# Not much but it proved I could still run a table and band saw..



## Schroedc (Aug 15, 2015)

The local grocery store came to me and asked if I could do some neat signs for the deli counters in all three of their stores at a reasonable price with the hours for the deli department since it's different than the store hours. Has some sheets of 3/4 bamboo counter top material and this is what I came up with, made the shape using the bandsaw and spindle sander and then put them under my laser and added a triangle stand on the back. Maybe something other folks on here that carve or have lasers can use to drum up some alternative business? 
I'm always looking for things to do to bring in extra cash and use up the stuff sitting in corners of my shop

Reactions: Like 6 | Way Cool 12


----------



## manbuckwal (Aug 15, 2015)

Nifty idea and well executed .

Reactions: Thank You! 1


----------



## ironman123 (Aug 15, 2015)

Way to go Colin.

Reactions: Thank You! 1


----------



## phinds (Aug 15, 2015)

Nicely done.

Reactions: Thank You! 1


----------



## ripjack13 (Aug 15, 2015)

Very cool. Nice choice of design...

Reactions: Thank You! 1


----------



## Schroedc (Aug 15, 2015)

Yeah, the bamboo is really nice to work with, machines like poplar but much harder.


----------



## Tony (Aug 15, 2015)

Very nice Colin!
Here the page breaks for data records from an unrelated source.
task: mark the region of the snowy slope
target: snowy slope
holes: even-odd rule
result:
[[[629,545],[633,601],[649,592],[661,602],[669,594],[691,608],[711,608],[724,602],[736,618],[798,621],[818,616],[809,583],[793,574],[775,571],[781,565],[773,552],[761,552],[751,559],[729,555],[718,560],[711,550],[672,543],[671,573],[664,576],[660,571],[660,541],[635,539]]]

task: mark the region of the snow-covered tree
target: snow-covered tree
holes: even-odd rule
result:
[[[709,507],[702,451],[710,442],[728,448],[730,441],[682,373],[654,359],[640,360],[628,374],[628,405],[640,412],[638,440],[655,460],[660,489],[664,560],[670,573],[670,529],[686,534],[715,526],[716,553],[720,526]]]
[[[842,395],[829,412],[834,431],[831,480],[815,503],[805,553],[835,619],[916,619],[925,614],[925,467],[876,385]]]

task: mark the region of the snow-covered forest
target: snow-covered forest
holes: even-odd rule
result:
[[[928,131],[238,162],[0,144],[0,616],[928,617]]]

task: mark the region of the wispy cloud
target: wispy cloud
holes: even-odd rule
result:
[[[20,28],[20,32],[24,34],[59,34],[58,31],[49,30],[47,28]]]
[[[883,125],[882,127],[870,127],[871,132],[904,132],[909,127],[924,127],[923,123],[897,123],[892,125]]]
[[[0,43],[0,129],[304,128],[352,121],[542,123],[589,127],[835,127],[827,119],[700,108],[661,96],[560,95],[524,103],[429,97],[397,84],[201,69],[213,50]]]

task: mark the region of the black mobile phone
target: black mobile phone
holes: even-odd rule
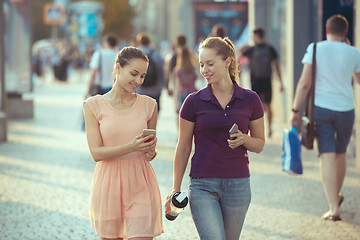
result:
[[[143,130],[143,137],[149,136],[151,134],[154,135],[154,137],[156,137],[156,130],[155,129],[144,129]],[[151,140],[152,140],[152,138],[147,140],[146,142],[150,142]]]
[[[238,131],[238,126],[236,125],[236,123],[234,123],[229,130],[229,135],[233,133],[237,133],[237,131]],[[230,140],[234,140],[234,139],[236,139],[236,137],[230,137]]]

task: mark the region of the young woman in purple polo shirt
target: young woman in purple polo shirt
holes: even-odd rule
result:
[[[199,236],[235,240],[251,199],[247,151],[260,153],[265,144],[264,110],[255,92],[239,87],[235,50],[228,38],[202,42],[199,63],[208,85],[190,94],[180,110],[173,192],[181,191],[194,138],[189,201]],[[230,140],[234,123],[238,132]]]

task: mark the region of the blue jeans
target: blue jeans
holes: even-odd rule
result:
[[[238,240],[251,200],[249,178],[191,178],[191,215],[200,239]]]

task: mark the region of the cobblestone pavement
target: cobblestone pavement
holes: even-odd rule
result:
[[[98,239],[88,206],[94,161],[80,131],[84,82],[42,83],[34,91],[34,119],[11,120],[8,142],[0,144],[0,239]],[[152,162],[163,202],[172,186],[177,140],[173,102],[162,98],[159,155]],[[260,155],[250,153],[252,202],[243,240],[360,239],[360,172],[348,159],[343,221],[327,222],[315,151],[303,150],[304,174],[281,171],[282,124]],[[186,173],[187,176],[187,173]],[[183,189],[187,190],[188,177]],[[165,219],[158,240],[198,239],[189,209]]]

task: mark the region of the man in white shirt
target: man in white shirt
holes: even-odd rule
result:
[[[317,43],[315,79],[315,127],[319,150],[320,172],[329,211],[322,218],[337,221],[344,200],[341,187],[346,173],[346,148],[350,141],[355,112],[353,80],[360,84],[360,52],[345,43],[348,22],[334,15],[326,22],[326,41]],[[302,60],[304,67],[299,79],[291,115],[298,125],[299,109],[311,87],[311,43]],[[355,83],[354,83],[355,84]]]
[[[96,94],[105,94],[114,83],[114,62],[119,52],[118,38],[115,34],[104,37],[102,48],[95,51],[90,60],[90,82],[86,96],[94,95],[92,89],[95,85],[100,87]]]

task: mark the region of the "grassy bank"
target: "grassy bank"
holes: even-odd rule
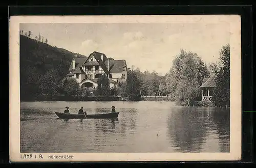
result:
[[[184,102],[176,102],[175,104],[177,105],[188,106],[188,105]],[[195,107],[223,107],[223,108],[229,108],[228,105],[217,106],[212,101],[197,101],[190,103],[189,105],[190,106]]]
[[[64,95],[38,95],[23,98],[22,101],[173,101],[169,97],[131,97],[111,96],[72,96]]]

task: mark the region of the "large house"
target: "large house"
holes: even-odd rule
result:
[[[105,74],[109,80],[111,88],[118,82],[125,82],[127,66],[125,60],[114,60],[102,53],[94,51],[88,58],[73,59],[69,67],[67,78],[73,77],[84,88],[93,93],[98,86],[97,81]]]
[[[214,76],[205,77],[200,88],[202,90],[202,101],[211,101],[212,90],[216,87]]]

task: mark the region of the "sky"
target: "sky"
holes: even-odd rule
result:
[[[88,56],[94,51],[114,60],[125,60],[142,72],[168,72],[183,48],[196,52],[206,63],[219,61],[223,45],[229,43],[228,22],[129,23],[21,23],[20,30],[40,33],[52,46]]]

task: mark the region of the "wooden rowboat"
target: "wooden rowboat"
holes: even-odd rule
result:
[[[84,115],[76,115],[73,114],[58,113],[58,112],[55,112],[55,114],[60,119],[86,119],[86,117]],[[117,117],[118,117],[119,114],[119,112],[113,113],[101,114],[87,115],[86,115],[86,118],[87,119],[113,119],[113,118],[117,118]]]

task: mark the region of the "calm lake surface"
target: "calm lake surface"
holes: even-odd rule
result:
[[[120,111],[117,120],[54,112]],[[173,102],[22,102],[21,152],[229,152],[229,110]]]

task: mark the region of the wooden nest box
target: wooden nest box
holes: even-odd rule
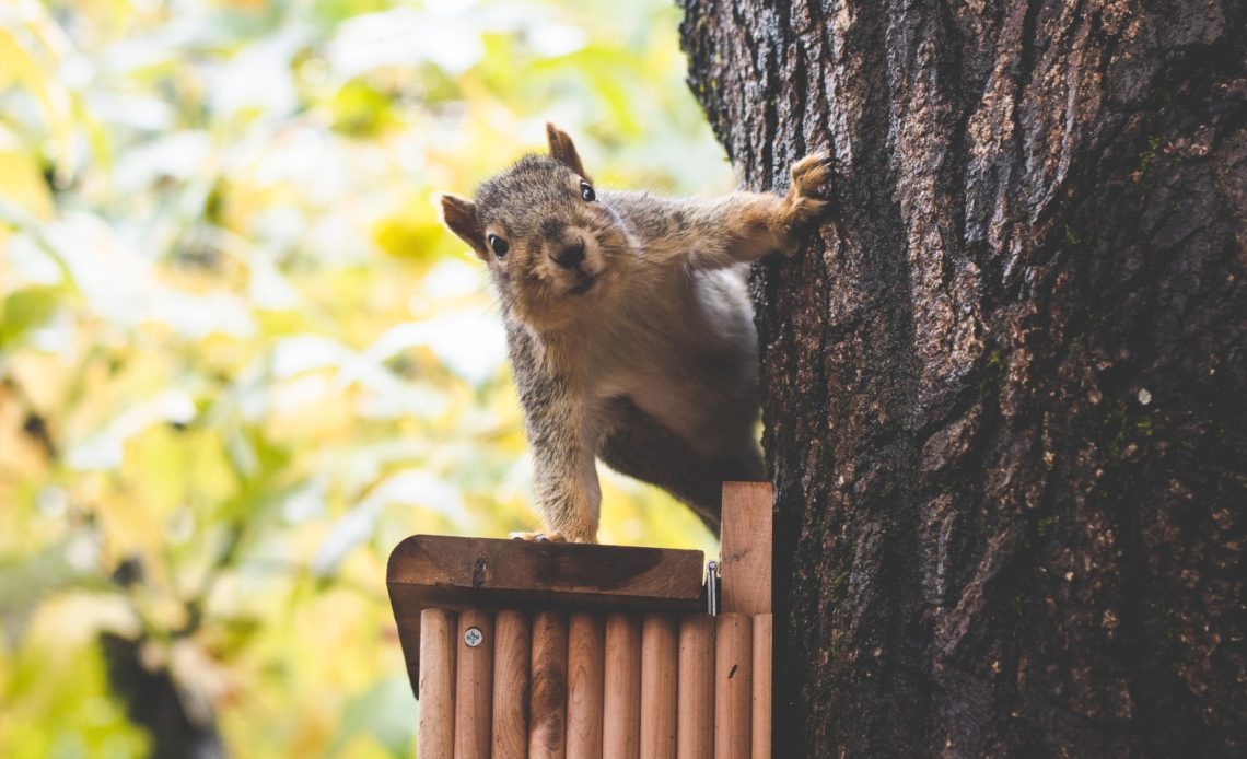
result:
[[[418,758],[769,758],[768,484],[723,486],[721,543],[712,616],[700,551],[404,540]]]

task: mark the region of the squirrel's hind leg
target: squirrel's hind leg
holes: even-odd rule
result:
[[[621,474],[666,490],[717,535],[723,482],[766,477],[757,444],[752,449],[734,457],[706,461],[631,400],[616,398],[602,415],[597,456]]]

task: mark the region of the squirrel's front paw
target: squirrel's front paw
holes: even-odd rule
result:
[[[511,540],[526,540],[534,543],[562,543],[567,541],[562,536],[562,532],[513,532],[510,537]]]
[[[827,198],[831,192],[832,156],[827,151],[811,153],[793,163],[791,173],[792,186],[784,198],[787,226],[798,232],[826,216],[831,207],[831,201]],[[796,246],[783,251],[787,255],[796,252]]]

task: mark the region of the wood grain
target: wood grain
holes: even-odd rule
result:
[[[469,629],[480,633],[480,644],[465,642]],[[486,759],[490,752],[490,712],[494,688],[494,614],[464,611],[459,614],[455,654],[455,759]],[[433,754],[436,757],[438,754]]]
[[[748,759],[753,699],[753,621],[715,618],[715,759]]]
[[[676,758],[676,618],[641,621],[641,757]]]
[[[604,759],[641,757],[641,618],[606,617],[606,692],[604,697]]]
[[[769,482],[723,484],[723,612],[771,613],[771,505]]]
[[[602,682],[606,667],[606,621],[576,612],[567,627],[567,755],[602,755]]]
[[[455,633],[458,614],[426,608],[420,614],[424,627],[420,674],[420,717],[416,728],[419,757],[450,757],[455,745]]]
[[[390,606],[413,690],[425,608],[698,611],[701,551],[415,535],[390,553]]]
[[[567,616],[532,614],[529,757],[564,759],[567,727]]]
[[[680,618],[676,757],[710,759],[715,745],[715,617]]]
[[[753,617],[753,718],[749,743],[753,759],[771,759],[771,639],[774,618]]]
[[[498,612],[494,636],[493,759],[524,759],[529,755],[529,658],[532,647],[529,614]]]

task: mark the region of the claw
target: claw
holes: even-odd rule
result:
[[[534,543],[561,543],[566,538],[561,532],[511,532],[511,540],[526,540]]]

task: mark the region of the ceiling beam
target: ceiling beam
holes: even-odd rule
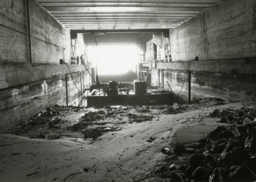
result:
[[[136,32],[164,32],[169,33],[169,29],[120,29],[120,30],[70,30],[71,33],[136,33]]]
[[[49,11],[106,12],[106,11],[196,11],[204,10],[203,7],[45,7]]]
[[[97,21],[131,21],[133,20],[136,21],[149,21],[150,20],[152,20],[153,21],[162,21],[165,22],[168,21],[184,21],[187,19],[187,18],[183,18],[183,19],[177,19],[177,18],[168,18],[168,19],[162,19],[162,18],[154,18],[152,20],[152,18],[134,18],[134,17],[127,17],[127,18],[118,18],[117,17],[116,18],[115,17],[112,17],[112,18],[84,18],[84,19],[77,19],[74,18],[72,19],[62,19],[58,18],[58,20],[61,22],[85,22],[85,21],[95,21],[96,20]]]
[[[114,6],[114,7],[136,7],[139,6],[140,7],[200,7],[208,8],[213,5],[214,3],[190,3],[189,2],[186,3],[172,3],[172,2],[158,2],[157,1],[154,2],[143,2],[138,3],[131,2],[110,2],[106,1],[105,2],[41,2],[41,5],[44,7],[53,7],[53,6],[60,6],[60,7],[71,7],[80,6],[80,7],[99,7],[99,6]]]

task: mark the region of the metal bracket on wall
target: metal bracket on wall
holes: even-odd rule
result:
[[[29,63],[32,63],[32,53],[31,51],[31,36],[30,32],[30,20],[29,19],[29,0],[26,1],[27,5],[27,32],[28,35],[28,51],[29,54]]]

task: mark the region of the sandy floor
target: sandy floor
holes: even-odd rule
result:
[[[16,133],[21,127],[17,126],[0,135],[0,181],[160,182],[153,172],[167,156],[162,149],[177,143],[197,142],[214,129],[220,124],[218,119],[207,115],[216,108],[256,106],[255,103],[216,104],[183,105],[180,109],[167,106],[90,111],[62,108],[59,116],[62,121],[52,126],[53,128],[49,128],[48,120],[21,133]],[[93,116],[90,121],[85,118],[85,113],[102,110],[100,111],[104,112],[102,116],[113,112],[110,115],[114,116],[96,119]],[[177,113],[170,114],[174,112]],[[54,120],[56,117],[49,118]],[[151,121],[141,121],[145,117]],[[91,124],[87,125],[85,121]],[[74,125],[81,122],[85,129],[74,131]],[[96,128],[103,134],[94,140],[85,140],[86,131]],[[40,133],[47,137],[34,138]],[[53,133],[59,138],[50,140]],[[187,157],[179,159],[187,160]]]

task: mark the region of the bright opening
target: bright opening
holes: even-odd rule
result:
[[[97,62],[99,75],[135,72],[138,62],[138,48],[134,44],[88,46],[87,53],[89,61],[94,65]]]

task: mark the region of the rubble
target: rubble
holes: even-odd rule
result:
[[[187,166],[185,169],[176,163],[172,164],[169,172],[165,172],[165,178],[171,179],[171,182],[181,181],[179,177],[172,180],[174,171],[176,174],[180,174],[178,171],[185,174],[185,179],[182,178],[184,181],[255,181],[256,108],[215,109],[209,115],[222,118],[220,122],[224,125],[217,127],[198,142],[186,146],[185,150],[180,144],[169,149],[178,155],[191,156],[188,161],[183,163],[183,166]],[[165,161],[164,165],[171,162],[168,157]]]

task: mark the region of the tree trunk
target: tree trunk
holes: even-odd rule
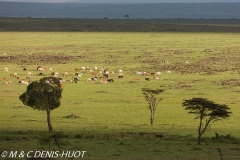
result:
[[[202,139],[202,135],[201,135],[201,134],[198,134],[198,145],[201,144],[201,139]]]
[[[150,117],[150,123],[153,125],[154,122],[154,111],[151,110],[151,117]]]
[[[47,123],[48,123],[48,130],[49,130],[49,132],[53,132],[52,123],[51,123],[51,116],[50,116],[50,110],[47,110]]]

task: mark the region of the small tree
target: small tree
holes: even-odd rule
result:
[[[33,109],[47,111],[47,123],[49,132],[53,131],[50,113],[51,110],[61,105],[62,87],[58,78],[44,77],[39,81],[33,81],[27,87],[27,91],[19,96],[24,105]]]
[[[143,96],[148,103],[148,108],[150,109],[150,124],[153,125],[155,112],[157,110],[158,103],[162,100],[158,95],[163,92],[161,89],[148,89],[142,88]]]
[[[205,133],[211,121],[216,122],[222,119],[226,119],[230,116],[232,112],[225,104],[216,104],[209,101],[206,98],[192,98],[189,100],[184,100],[182,106],[185,110],[189,110],[190,114],[197,114],[195,119],[199,119],[198,126],[198,144],[201,143],[202,135]]]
Tony

Reactions: Thank You! 1


----------



## NYWoodturner (Aug 16, 2015)

Great looking signs Colin. Well done

Reactions: Thank You! 1


----------



## gman2431 (Aug 16, 2015)

Perfect!

Reactions: Thank You! 1


----------



## Kevin (Aug 16, 2015)

Top notch Colin! Those are neato.

Reactions: Thank You! 1


----------



## Schroedc (Aug 16, 2015)

Kevin said:


> Top notch Colin! Those are neato.



They go pretty quick and have been a popular item lately, I also do them to use as cutting boards for wedding gifts, engrave names and dates on one side and the other side to use as a cutting board with a hole drilled in the handle to hang them up if they want.

Reactions: Like 2


----------